Bouck, Holloway, Kiernan Casey, Albany, N.Y. (Mark D. Sanza of counsel), for third-party defendant-respondent.
Before: MYRIAM J. ALTMAN, J.P., WILLIAM D. FRIEDMANN, NANCY E. SMITH, THOMAS A. ADAMS, JJ.
ORDERED that the order is affirmed insofar as appealed from, with one bill of costs payable to the respondents appearing separately and filing separate briefs.
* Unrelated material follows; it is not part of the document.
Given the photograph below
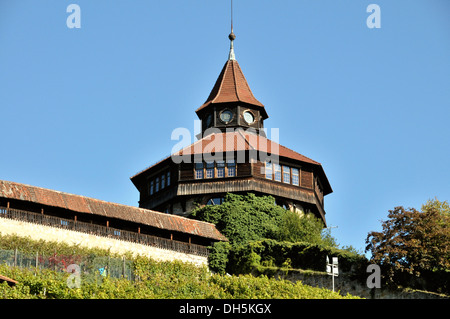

As a result of a storm which occurred on May 29, 1995, a caretaker's cottage on the plaintiff's property was damaged. The replacement cost of the cottage exceeded the limits of coverage available under the insurance policy for the cottage. The plaintiff commenced this action to recover damages for negligence against the defendants, the insurance brokers who secured the policy, for failure to advise it to increase the amount of coverage for the cottage because it had been renovated. Summary judgment was properly awarded to the defendants, who apart from a "common-law duty to obtain requested coverage for their clients within a reasonable time or inform the client of the inability to do so * * * [had] no continuing duty to advise, guide or direct a client to obtain additional coverage" (Murphy v. Kuhn, 90 N.Y.2d 266, 270; see, Hesse v. Speece, 278 A.D.2d 368; Ambrosino v. Exchange Ins. Co., 265 A.D.2d 627). In opposition to the prima facie showing of entitlement to judgment as a matter of law, the plaintiff failed to raise a triable issue of fact as to the existence of a special relationship (see, Murphy v. Kuhn, supra; Hesse v. Speece, supra; cf., Shenorock Shore Club v. Rollins Agency, 270 A.D.2d 330).
The plaintiff's remaining contentions are without merit.
ALTMAN, J.P., FRIEDMANN, SMITH and ADAMS, JJ., concur.